Colloidal quantum dots (QDs) are nanometer-sized crystalline semiconductors solution-synthesized using low-cost chemical reactions. Chiefly due to their tunable optical and electronic properties, they are attractive for next-generation thin-film optoelectronics. Appropriate modification of their size, shape, surface chemistry, and chemical composition can help tailor QD properties. Typically, a thin film assembled from QDs via industrially compatible coating methods such as slot-die coating, spray coating, and inkjet printing, several tens to hundreds of nanometers in thickness, is used as the “active” layer to demonstrate semiconductor device applications. Perovskite QDs and lead chalcogenides (such as lead sulfide) are the two most promising families of this material.
The nature of charge transport in QD films has allured researchers. Precise understanding and control over the flow of charge carriers promises improvements in the resulting semiconductor device performance, and is an area of active research. Because of their large surface-to-volume ratio, significant improvements in charge transport have been realized over the years by smart manipulation of the QD surface. The as-synthesized QDs are capped with long-chain organic molecules, such as oleic acid, that aid in their synthesis and help disperse them in organic, green solvents. However, due to their long alkyl chains, the organic surfactants render the QDs electrically insulating when deposited into a thin film. A facile process to improve charge transport has been to perform an exchange of these surfactants, by dipping the initial QD film into a solution of smaller-chain ligands. This enables the QDs to pack closer and improves the flow of charge carriers. However, further understanding on the nature of charge transport is urgently needed to push this promising field forward.
A research group from ETH Zürich led by Vanessa Wood has now presented a theoretical platform, backed with experimental evidence, that furthers the fundamental understanding of charge transport in QDs. The insights were recently published in Nature Communications (doi:10.1038/s41467-020-16560-7).

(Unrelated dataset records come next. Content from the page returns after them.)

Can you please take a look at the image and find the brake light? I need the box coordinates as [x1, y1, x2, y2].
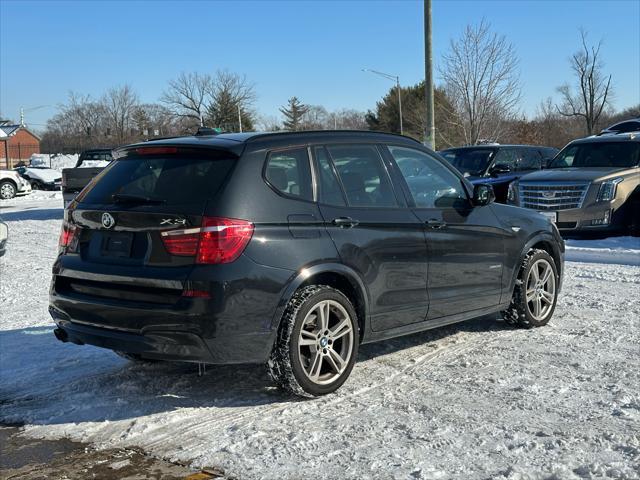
[160, 217, 253, 264]
[136, 147, 178, 155]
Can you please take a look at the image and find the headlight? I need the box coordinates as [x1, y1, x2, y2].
[596, 178, 623, 202]
[507, 182, 518, 205]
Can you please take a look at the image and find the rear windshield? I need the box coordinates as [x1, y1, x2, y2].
[440, 148, 495, 175]
[548, 142, 640, 168]
[78, 153, 236, 205]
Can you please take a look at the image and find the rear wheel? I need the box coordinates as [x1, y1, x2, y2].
[503, 249, 559, 328]
[0, 181, 17, 200]
[268, 285, 358, 397]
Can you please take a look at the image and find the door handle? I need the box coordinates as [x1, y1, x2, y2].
[425, 218, 447, 230]
[333, 217, 360, 228]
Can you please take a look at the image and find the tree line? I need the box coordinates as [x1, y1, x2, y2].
[41, 20, 640, 152]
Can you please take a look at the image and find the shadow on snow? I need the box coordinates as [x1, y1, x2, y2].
[0, 316, 509, 425]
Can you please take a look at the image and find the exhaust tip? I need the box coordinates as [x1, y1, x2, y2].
[53, 328, 69, 342]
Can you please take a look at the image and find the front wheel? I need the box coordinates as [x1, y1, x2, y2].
[503, 249, 560, 328]
[268, 285, 359, 397]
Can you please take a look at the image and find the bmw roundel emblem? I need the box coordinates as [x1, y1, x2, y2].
[102, 212, 116, 228]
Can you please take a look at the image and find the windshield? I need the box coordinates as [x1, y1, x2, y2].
[440, 148, 495, 175]
[548, 142, 640, 168]
[78, 153, 235, 205]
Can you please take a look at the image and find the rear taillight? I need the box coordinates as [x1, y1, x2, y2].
[58, 220, 78, 248]
[160, 217, 253, 264]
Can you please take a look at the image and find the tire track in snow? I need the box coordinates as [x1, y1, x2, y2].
[136, 320, 514, 452]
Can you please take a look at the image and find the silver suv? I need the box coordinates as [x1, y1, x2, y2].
[507, 132, 640, 235]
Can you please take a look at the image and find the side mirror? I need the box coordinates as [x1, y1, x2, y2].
[473, 183, 496, 206]
[489, 163, 511, 176]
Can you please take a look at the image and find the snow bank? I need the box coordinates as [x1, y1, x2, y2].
[565, 237, 640, 266]
[30, 153, 79, 171]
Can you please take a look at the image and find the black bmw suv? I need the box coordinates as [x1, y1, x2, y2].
[50, 131, 564, 396]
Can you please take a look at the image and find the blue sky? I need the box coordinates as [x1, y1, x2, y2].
[0, 0, 640, 128]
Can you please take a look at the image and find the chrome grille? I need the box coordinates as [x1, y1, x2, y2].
[519, 183, 589, 210]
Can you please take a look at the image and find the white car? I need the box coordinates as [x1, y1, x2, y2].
[14, 167, 62, 190]
[0, 170, 31, 200]
[0, 218, 9, 257]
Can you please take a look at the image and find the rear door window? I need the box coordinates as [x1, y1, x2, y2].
[327, 145, 398, 207]
[313, 147, 346, 207]
[78, 152, 237, 205]
[265, 148, 313, 201]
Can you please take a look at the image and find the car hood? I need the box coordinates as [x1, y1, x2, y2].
[25, 168, 62, 183]
[520, 167, 628, 183]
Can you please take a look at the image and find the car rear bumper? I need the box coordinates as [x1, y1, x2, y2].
[49, 256, 291, 364]
[524, 202, 628, 233]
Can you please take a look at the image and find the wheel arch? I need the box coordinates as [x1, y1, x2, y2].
[0, 178, 18, 195]
[271, 263, 369, 341]
[509, 232, 564, 292]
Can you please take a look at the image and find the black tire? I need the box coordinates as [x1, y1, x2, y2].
[502, 249, 560, 328]
[113, 350, 159, 363]
[627, 199, 640, 237]
[267, 285, 360, 397]
[0, 180, 18, 200]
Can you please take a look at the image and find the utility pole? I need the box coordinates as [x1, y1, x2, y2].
[424, 0, 436, 150]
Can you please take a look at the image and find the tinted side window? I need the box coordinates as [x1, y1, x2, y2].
[389, 146, 467, 208]
[313, 147, 346, 206]
[518, 148, 542, 170]
[327, 145, 397, 207]
[265, 148, 313, 200]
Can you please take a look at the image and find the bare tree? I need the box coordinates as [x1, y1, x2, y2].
[102, 85, 138, 144]
[329, 109, 368, 130]
[206, 70, 256, 131]
[160, 72, 213, 126]
[440, 20, 520, 145]
[557, 29, 611, 135]
[299, 105, 333, 130]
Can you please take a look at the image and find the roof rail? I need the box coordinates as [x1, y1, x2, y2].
[196, 127, 224, 137]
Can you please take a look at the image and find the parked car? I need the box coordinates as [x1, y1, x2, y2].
[509, 133, 640, 235]
[440, 144, 559, 203]
[49, 131, 564, 396]
[0, 170, 31, 200]
[62, 148, 113, 208]
[0, 218, 9, 257]
[14, 166, 62, 190]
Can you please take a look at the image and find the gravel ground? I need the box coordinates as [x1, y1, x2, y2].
[0, 192, 640, 480]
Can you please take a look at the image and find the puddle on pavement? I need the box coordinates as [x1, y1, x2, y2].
[0, 425, 223, 480]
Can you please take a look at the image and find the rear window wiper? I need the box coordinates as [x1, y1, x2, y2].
[111, 193, 166, 204]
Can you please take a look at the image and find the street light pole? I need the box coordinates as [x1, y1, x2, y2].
[362, 68, 404, 135]
[424, 0, 436, 150]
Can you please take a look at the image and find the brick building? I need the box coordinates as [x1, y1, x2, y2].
[0, 120, 40, 169]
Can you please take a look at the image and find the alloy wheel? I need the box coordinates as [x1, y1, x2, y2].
[526, 259, 556, 321]
[298, 300, 354, 385]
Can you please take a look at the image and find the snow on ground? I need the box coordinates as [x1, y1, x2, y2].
[0, 197, 640, 480]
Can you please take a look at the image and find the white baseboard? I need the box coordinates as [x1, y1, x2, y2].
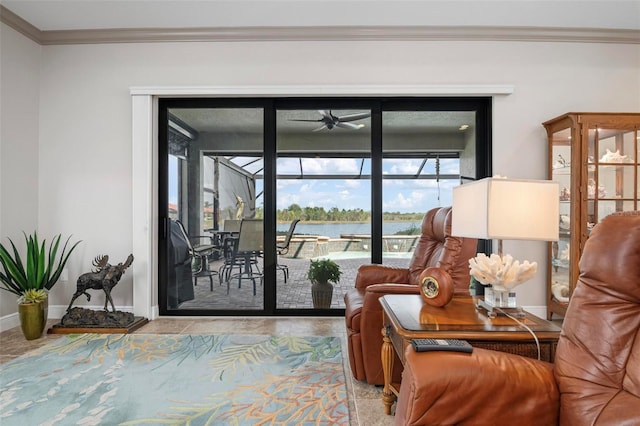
[0, 305, 133, 332]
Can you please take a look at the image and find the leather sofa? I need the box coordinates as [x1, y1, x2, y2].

The research team started by theoretically simulating the transport of charge carriers in a solid made from QDs. The researchers realized that hopping of charges between neighboring QDs involves deformation of the QD surface. More specifically, the chemical bond between the surface metal atom (lead, Pb) and the surfactant on the PbS QDs deformed when the QD accepted or donated a charge during the transport process. This insight suggests a link between vibrations of the QD surface and charge transport, directly implying that the choice of surfactants and the resulting vibrations can be manipulated to tune charge transport.

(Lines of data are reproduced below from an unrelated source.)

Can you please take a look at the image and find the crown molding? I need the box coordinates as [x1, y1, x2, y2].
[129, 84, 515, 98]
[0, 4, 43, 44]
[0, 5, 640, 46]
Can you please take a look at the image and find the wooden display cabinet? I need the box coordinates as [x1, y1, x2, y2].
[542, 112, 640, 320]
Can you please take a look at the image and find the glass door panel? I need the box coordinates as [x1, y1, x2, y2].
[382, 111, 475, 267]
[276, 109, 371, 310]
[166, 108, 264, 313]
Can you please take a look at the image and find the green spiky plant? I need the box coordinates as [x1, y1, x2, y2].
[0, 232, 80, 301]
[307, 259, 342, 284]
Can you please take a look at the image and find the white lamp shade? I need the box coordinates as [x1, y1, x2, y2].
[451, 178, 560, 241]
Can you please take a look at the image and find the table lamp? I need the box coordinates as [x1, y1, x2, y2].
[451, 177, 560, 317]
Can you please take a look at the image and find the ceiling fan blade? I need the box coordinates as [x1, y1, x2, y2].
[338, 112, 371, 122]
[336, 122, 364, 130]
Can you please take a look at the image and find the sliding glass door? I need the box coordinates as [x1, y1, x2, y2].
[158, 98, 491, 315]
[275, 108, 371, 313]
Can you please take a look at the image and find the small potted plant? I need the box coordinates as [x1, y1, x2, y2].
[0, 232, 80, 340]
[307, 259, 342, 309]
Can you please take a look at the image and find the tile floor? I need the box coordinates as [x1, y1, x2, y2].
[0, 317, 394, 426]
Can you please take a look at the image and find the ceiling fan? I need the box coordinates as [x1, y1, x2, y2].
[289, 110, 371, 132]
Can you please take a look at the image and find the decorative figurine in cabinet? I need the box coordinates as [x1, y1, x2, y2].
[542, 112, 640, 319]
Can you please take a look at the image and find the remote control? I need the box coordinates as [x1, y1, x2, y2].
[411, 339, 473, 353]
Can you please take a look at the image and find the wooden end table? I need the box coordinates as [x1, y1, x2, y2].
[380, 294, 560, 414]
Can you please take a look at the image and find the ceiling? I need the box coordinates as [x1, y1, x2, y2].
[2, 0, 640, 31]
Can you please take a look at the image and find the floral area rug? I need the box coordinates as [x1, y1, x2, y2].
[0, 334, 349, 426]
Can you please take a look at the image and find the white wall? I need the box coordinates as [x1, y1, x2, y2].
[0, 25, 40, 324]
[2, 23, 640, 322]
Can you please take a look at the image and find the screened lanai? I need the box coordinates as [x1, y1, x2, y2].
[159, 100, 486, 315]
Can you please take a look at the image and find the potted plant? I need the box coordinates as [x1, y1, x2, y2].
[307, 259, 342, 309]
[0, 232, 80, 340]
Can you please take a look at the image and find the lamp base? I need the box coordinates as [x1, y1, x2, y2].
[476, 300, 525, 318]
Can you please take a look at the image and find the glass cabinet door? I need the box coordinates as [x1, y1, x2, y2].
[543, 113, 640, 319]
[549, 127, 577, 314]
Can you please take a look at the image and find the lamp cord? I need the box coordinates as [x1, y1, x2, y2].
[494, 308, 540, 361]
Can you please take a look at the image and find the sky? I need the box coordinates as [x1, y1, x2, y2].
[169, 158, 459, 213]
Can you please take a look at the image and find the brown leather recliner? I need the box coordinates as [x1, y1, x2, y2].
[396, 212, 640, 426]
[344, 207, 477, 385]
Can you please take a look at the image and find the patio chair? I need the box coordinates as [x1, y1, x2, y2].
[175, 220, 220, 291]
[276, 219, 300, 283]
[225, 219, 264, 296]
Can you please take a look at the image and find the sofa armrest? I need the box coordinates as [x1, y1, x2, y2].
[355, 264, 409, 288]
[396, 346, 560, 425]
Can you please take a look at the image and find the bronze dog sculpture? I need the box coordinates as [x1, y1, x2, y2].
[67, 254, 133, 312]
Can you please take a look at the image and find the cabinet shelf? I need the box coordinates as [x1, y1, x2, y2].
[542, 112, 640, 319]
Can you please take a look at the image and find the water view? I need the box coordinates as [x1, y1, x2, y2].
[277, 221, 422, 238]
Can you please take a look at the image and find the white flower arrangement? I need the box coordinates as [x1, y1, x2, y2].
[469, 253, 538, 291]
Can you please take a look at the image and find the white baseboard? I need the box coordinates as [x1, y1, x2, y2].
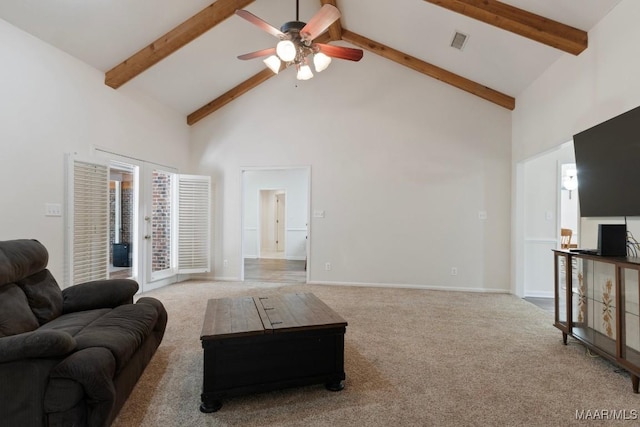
[308, 281, 511, 294]
[524, 291, 555, 298]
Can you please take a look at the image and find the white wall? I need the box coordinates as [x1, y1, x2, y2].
[243, 168, 309, 260]
[191, 48, 511, 291]
[0, 20, 189, 284]
[513, 0, 640, 294]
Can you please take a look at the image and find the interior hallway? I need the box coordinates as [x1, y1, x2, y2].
[244, 258, 307, 283]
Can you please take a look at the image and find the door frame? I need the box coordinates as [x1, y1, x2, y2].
[238, 166, 312, 283]
[93, 147, 178, 292]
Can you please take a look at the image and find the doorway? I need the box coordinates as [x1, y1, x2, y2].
[259, 189, 287, 259]
[241, 167, 310, 283]
[98, 151, 177, 291]
[109, 162, 138, 279]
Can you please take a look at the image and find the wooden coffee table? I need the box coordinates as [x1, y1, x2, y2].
[200, 293, 347, 412]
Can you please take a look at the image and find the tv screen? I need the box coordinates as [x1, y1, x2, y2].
[573, 107, 640, 217]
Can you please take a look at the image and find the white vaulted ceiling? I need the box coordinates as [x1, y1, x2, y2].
[0, 0, 620, 123]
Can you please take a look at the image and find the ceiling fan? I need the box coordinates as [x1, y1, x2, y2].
[236, 0, 362, 80]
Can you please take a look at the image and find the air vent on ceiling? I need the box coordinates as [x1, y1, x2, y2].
[451, 31, 469, 50]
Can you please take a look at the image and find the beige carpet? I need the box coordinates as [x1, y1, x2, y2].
[114, 282, 640, 427]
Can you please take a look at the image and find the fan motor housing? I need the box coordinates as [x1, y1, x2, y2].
[280, 21, 307, 34]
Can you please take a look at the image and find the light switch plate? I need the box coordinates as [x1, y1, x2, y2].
[44, 203, 62, 216]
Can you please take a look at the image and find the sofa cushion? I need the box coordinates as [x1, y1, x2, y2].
[16, 269, 62, 325]
[0, 239, 49, 286]
[71, 304, 158, 372]
[0, 283, 40, 337]
[40, 308, 111, 337]
[0, 329, 76, 363]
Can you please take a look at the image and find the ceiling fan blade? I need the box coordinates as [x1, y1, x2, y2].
[236, 9, 286, 38]
[238, 47, 276, 60]
[300, 4, 340, 41]
[314, 43, 363, 61]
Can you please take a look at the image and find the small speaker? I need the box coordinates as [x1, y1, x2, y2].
[598, 224, 627, 257]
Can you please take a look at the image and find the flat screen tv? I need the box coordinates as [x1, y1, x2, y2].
[573, 107, 640, 217]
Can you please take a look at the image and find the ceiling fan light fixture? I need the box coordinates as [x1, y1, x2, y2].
[296, 64, 313, 80]
[313, 52, 331, 72]
[262, 55, 282, 74]
[276, 40, 298, 62]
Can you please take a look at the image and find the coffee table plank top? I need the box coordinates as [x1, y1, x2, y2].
[256, 293, 347, 333]
[200, 297, 265, 339]
[200, 293, 347, 340]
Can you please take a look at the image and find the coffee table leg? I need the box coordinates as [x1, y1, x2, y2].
[200, 398, 222, 414]
[324, 380, 344, 391]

Introducing doped QDs into the QD film is a commonly used strategy to improve charge transport. However, the simulations suggest that an unintentional oxidation or reduction of these doped QDs can convert them into carrier trap sites. Unintentional oxidation of n-type QDs can occur simply via interaction with the environmental oxygen. These doped QDs were found to behave as energetically favorable “pockets” for the charge carriers, which would get “stuck” and trapped, hurting charge transport. In other words, care must be observed when introducing doped QDs into the film, as unwanted redox chemistry can compromise charge-carrier mobilities, a metric used to quantify charge transport. It was seen that this effect is prominent for smaller-sized QDs, while larger QDs are more forgiving. The researchers experimentally validated their predictions by carrying out photocurrent transient measurements. This technique relies on exciting the charge carriers in the QD films with a laser source. The excited carriers were then made to transverse the film thickness under an electric potential, and the carrier mobility was determined from the resulting current.

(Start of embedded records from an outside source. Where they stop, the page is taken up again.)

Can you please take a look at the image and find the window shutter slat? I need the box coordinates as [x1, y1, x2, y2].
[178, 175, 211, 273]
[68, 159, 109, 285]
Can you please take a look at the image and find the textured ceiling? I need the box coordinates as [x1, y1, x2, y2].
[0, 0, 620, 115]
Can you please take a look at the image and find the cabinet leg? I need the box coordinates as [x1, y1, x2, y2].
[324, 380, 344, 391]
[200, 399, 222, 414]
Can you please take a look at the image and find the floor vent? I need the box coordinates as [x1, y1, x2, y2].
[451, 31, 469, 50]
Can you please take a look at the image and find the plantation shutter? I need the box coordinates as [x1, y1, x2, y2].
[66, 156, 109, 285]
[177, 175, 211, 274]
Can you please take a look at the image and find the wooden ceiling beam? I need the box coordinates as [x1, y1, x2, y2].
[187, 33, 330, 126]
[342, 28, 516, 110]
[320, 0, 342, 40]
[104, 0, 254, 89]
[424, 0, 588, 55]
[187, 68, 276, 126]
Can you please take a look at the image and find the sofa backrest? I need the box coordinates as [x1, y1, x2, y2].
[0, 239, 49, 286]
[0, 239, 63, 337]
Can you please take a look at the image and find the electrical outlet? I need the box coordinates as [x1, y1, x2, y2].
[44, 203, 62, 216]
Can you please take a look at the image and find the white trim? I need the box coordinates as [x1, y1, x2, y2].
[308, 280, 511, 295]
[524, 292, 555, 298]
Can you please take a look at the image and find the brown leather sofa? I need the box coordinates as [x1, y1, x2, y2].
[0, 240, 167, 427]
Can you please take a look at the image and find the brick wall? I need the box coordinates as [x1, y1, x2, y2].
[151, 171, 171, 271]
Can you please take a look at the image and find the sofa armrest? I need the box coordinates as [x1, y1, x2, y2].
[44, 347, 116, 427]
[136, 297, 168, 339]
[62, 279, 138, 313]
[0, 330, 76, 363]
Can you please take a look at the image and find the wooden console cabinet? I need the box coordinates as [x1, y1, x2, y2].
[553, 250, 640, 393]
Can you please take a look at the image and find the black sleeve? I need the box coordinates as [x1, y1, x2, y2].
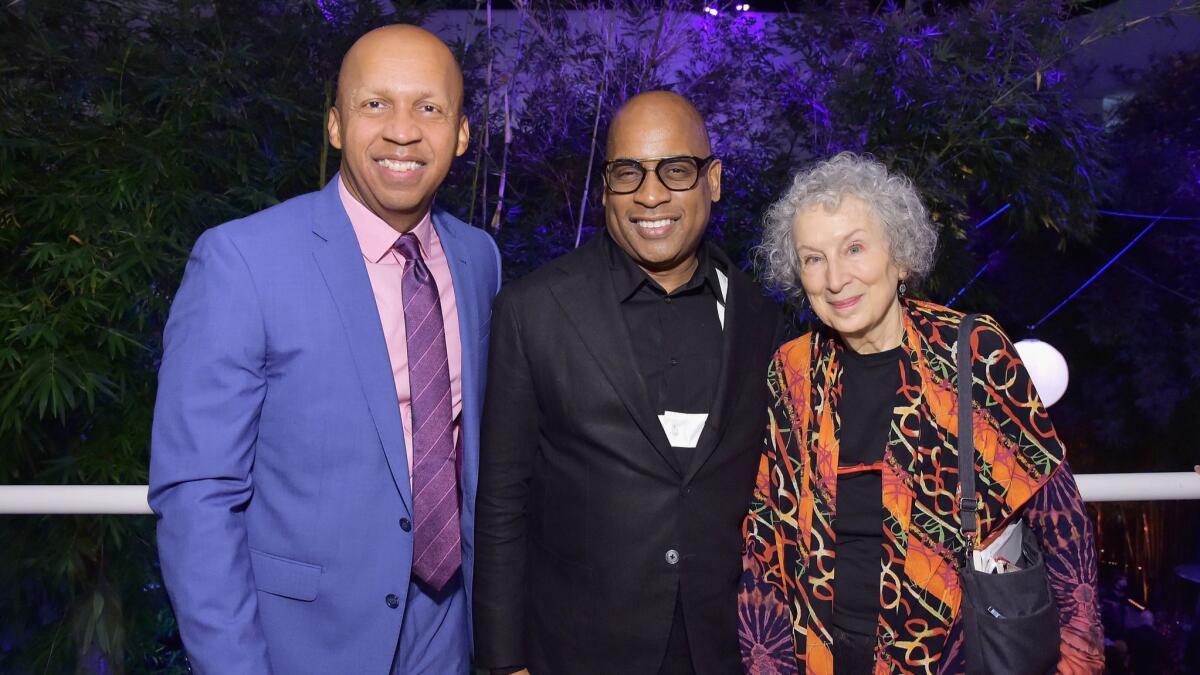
[474, 288, 539, 670]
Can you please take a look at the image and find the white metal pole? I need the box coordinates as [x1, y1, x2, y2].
[1075, 471, 1200, 502]
[0, 485, 154, 515]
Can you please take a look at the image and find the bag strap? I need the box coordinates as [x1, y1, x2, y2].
[958, 313, 979, 566]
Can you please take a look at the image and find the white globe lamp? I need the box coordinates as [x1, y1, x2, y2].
[1016, 340, 1068, 407]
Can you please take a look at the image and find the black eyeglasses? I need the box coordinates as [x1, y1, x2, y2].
[604, 155, 714, 195]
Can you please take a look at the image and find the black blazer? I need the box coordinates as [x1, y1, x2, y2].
[474, 235, 781, 675]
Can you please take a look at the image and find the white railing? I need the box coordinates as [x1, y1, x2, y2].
[0, 471, 1200, 515]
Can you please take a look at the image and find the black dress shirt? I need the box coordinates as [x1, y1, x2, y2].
[833, 347, 904, 638]
[605, 233, 725, 451]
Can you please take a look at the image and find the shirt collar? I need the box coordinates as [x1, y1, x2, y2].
[337, 175, 433, 263]
[602, 229, 722, 303]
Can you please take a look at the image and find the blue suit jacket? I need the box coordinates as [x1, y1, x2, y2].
[150, 177, 500, 675]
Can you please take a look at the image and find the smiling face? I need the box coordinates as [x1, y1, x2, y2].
[604, 91, 721, 292]
[792, 195, 907, 353]
[329, 25, 469, 232]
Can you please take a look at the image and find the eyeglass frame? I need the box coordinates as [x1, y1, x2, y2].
[600, 155, 718, 195]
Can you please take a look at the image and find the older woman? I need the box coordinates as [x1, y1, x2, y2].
[739, 153, 1103, 675]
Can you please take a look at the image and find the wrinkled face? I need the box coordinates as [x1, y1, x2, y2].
[604, 106, 721, 281]
[329, 38, 469, 231]
[792, 195, 907, 352]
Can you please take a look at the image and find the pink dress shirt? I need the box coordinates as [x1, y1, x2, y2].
[337, 178, 462, 485]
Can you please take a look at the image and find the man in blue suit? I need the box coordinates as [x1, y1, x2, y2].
[150, 25, 500, 675]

Thus charge transport in QDs is seen as a property strongly coupled to the QD surface chemistry. A keen look into the interactions of carriers with QDs reveals transient phenomena occurring as the carriers hop during transport. The nature of these interactions then defines whether carrier traps can emerge and inhibit transport. In the context of doped QD systems, the researchers suggest that choosing doped QDs that have smaller sizes and wider bandgaps compared to intrinsic, larger-sized QDs in the matrix will offer the charge carriers a smoother path for transport and avoid formation of carrier traps. Overall, such a strategy should boost charge-carrier mobilities in QD solids.
Maria A. Loi, a professor at the University of Groningen, The Netherlands, and an expert in the photophysics of optoelectronic materials, feels this wonderful demonstration by the research team opens avenues to more complex and efficient optoelectronic device structures. “This is a new contribution to the discussion about transport in ordered QD arrays. So far, this discussion was dominated by experimental research groups and mostly dealt with the question of band-like transport. It is nice to see researchers trying to explain charge transport using modeling approaches. In this study, the Wood group advocates the importance of the surface ligand bonds, doping, and the consequent hopping transport.”
Loi says that, as the next step, experimentalists should work to obtain better QD superlattices—arranged and ordered arrays of size-monodisperse QDs with minimal bandgap disorder—and measure their transport properties, to verify and benefit from the insights developed in the current work.